By Kathianne Boniello
U.S. Rep. Gary Ackerman (D-Bayside) strolled down Bayside’s Bell Boulevard last Thursday afternoon, clutching a large cup of coffee to ward of the October chill and leisurely chatting with constituents as they walked by.
After last week’s Capitol Hill anthrax scare and the U.S. House of Representatives’ decision to send legislators to their home districts to work while U.S. senators remained in their Washington, D.C. offices, Ackerman had time to kill.
“From a public relations point of view,” Ackerman said last week of the House decision to shut down, “it looked like cutting and running.
“One of the reasons I came out here today is that we’re supposed to go on with our business,” the congressman said as he shook hands with constituents on Bell Boulevard. Ackerman represents a large area stretching from Bay Terrace and parts of Flushing in Queens out along the north shore of Long Island to the middle of Suffolk County.
Weeks after the Sept. 11 destruction of the Twin Towers, the city is reeling since four separate cases of anthrax have been diagnosed in people who either worked for or visited the Manhattan newsrooms of the New York Post, NBC, ABC and CBS. Anthrax spores were also discovered in the governor’s Midtown offices.
A particularly potent form of anthrax was also sent in a letter to Senate Majority Leader Tom Daschle (D-S.D.), which set off the scare on Capitol Hill.
While Ackerman, the dean of the Queens congressional delegation, said he disagreed with the decision to close the House of Representatives, he also said he “would not criticize them for that.”
The longtime Queens rep said by the time the Senate made its decision to stay and work in its Washington offices “1,500 of their staffers had already been tested” for anthrax exposure. The House did not have the same opportunity for environmental or medical testing, Ackerman said.
During the morning last Thursday Ackerman made conversation with people walking on Bayside’s “Main Street” outside the Long Island Rail Road station. Most of the talk centered on the anthrax scare gripping the country.
“You have to be prudent,” Ackerman told people. “You just have to use common sense: if something looks questionable, report it, don’t touch it.
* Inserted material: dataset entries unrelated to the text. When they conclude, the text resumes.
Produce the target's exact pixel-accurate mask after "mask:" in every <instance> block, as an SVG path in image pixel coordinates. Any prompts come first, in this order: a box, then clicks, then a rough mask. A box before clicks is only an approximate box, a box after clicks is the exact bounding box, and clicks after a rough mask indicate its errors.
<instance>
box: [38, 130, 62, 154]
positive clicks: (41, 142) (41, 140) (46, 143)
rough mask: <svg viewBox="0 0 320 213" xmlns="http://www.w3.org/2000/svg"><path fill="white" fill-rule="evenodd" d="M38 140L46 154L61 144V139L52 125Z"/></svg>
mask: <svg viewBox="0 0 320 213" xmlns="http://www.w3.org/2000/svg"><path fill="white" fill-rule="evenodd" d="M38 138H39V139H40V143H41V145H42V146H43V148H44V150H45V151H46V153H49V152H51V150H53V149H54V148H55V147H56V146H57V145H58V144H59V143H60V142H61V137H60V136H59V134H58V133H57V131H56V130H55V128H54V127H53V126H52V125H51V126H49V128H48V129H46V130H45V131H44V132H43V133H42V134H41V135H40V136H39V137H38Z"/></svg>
After a while we will do these things instinctively.”
But Ackerman also warned of the dangers of taking the antibiotic Cipro unnecessarily to treat anthrax.
“You don’t take medicine for a disease you don’t have,” he said. “It’s not an immunization, it’s a treatment.”
Ackerman emphasized the importance of moving forward with life even amid fears of bioterrorism.
“These guys are clever,” he said. “They want to stop our American way of life. I think we’re not going to surrender to that.”
The congressman admitted, however, that “it would be foolish not to be concerned.”
As he walked down Bell Boulevard Ackerman noticed the ever-growing Bayside Kiwanis Club’s 9-11-01 memorial board on a fence overlooking the Bayside LIRR station on Bell Boulevard.
Since the large board was erected last month, passersby have left pictures of missing loved ones, messages of praise and thanks for city firefighters and police officers, poems and drawings inspired by the World Trade Center disaster.
“This is great,” Ackerman said he read the messages. “It helps us understand the dimension of the tragedy and how people are affected.”
Grabbing a pen, Ackerman momentarily put aside his coffee cup to sign the board.
“Thanks and God Bless You,” he wrote.